Über den neuen „Mitschüler“ gefreut hat sich nicht nur die versammelte Prominenz von Helmut Eigemann, Ministerialrat aus dem Landwirtschaftsministerium, Bürgermeister Christian Seitz, der Erste Beigeordnete Franz Jirasek, WGS-Direktorin Elke Wetterau-Bein und das Ehepaar May vom der Gärtnerei Tropica, „unserer Lieblingsgärtnerei“, so Seitz. Ebenfalls angetan waren der Präsident des Zentralverbandes Gartenbau, Jürgen Mertz, und der Vorsitzende des Landesverbandes Hessen im Bund deutscher Baumschulen, Hans-Günter Köhler. Auch die versammelte Klasse R7A samt Biologielehrerin Sarah Brase begrüßte erfreut den neuen Schützling.
„Die Aktion ist eine gute Sache“, erklärte Direktorin Wetterau-Bein, „jeder Baum mehr hilft“. Deswegen war sie auch spontan auf die Anfrage hin angetan von der Idee. Das passe: Hat doch die Schule schon länger einen begrünten Innenhof, das „Weingärtchen“.
Große Unterstützung
In ihrem Grußwort rief Umweltministerin Priska Hinz gleichgesinnte Vereine und Verbände dazu auf, sich in die Aktion miteinzubringen. Von der Politik und Verwaltung auf kommunaler und Landesebene erhoffe sie sich die Unterstützung der Baumpflanzaktion in Kriftel und an anderen Orten. „Und die wird kommen“, war sich Kriftels Bürgermeister Christian Seitz sicher und regte im Zuge dessen ein „Apfelbaumfest“ für die Weingartenschule an.
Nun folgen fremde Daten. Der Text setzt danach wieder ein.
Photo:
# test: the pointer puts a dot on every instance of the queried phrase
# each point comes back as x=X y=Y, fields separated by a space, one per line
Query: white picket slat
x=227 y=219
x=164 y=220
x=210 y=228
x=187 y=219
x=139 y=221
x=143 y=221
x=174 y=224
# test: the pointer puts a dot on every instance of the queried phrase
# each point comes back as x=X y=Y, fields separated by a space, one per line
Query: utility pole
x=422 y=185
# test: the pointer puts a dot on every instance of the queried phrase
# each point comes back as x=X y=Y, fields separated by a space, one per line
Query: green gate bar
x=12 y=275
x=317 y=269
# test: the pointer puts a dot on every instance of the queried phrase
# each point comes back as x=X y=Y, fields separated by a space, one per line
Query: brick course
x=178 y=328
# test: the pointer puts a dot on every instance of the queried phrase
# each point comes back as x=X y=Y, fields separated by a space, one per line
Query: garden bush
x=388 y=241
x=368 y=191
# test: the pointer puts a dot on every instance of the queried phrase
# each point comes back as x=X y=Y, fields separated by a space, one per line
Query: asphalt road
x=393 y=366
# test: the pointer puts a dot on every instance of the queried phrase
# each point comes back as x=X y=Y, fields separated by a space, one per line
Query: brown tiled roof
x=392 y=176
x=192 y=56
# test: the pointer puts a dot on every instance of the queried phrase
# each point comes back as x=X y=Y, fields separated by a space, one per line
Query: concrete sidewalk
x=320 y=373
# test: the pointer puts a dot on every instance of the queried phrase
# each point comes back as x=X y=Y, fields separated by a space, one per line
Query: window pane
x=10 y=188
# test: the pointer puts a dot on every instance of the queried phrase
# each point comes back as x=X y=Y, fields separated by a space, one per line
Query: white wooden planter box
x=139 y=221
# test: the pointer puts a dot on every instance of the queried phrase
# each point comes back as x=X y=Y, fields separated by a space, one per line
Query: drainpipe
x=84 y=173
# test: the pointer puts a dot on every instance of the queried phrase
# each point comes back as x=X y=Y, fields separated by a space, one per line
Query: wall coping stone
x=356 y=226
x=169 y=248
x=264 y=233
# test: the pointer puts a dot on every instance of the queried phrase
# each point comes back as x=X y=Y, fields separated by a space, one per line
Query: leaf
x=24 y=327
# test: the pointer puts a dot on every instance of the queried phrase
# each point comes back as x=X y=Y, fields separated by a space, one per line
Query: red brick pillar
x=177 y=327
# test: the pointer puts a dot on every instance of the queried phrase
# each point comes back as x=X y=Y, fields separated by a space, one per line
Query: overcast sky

Das Ziel, für jeden Bürger unseres vereinten Deutschlands einen Baum zu pflanzen, sei natürlich nicht in einem Jahr zu schaffen. „Mittlerweile ist auch das Interesse der jüngeren Generation an den Baumschulen groß“, freute sich Hans-Günter Köhler. Das sei ein starkes Zeichen für die Zukunft, gerade jetzt, wo die Bäume verdursten.
Gegen den Klimawandel
Ein besonderes Signal geben wollen auch Silvia und Heiner May, die Besitzer der Traditionsgärtnerei Tropica, anlässlich der 30 Jahre Einheit. Sie haben sich etwas Besonderes einfallen lassen: Tropica bietet Kunden bis zum 2. Oktober eine beispielhafte Aktion an. Kunden können dort einen Obstbaum erwerben und dann im heimischen Garten einpflanzen. Für jeden dieser Einheitsbuddelei-Bäume werde dann zusätzlich ein Baum im Regenwald von Costa Rica als Wiederaufforstungsprojekt gepflanzt, erklärte May. So sei jeder ein „Kämpfer“ gegen den Klimawandel.
Bäume produzieren Sauerstoff, spenden Schatten, binden Kohlenstoffe und helfen damit, dem Klimawandel entgegenzuwirken. „Bäume sind zentraler Baustein des Ökosystems“, führte Ministerialrat Eigemann aus. An diesem herrlichen Spätsommertag waren sich jedenfalls alle Beteiligten einig: Bäume sind immens wichtig für uns. Manche umarmen sie sogar dafür.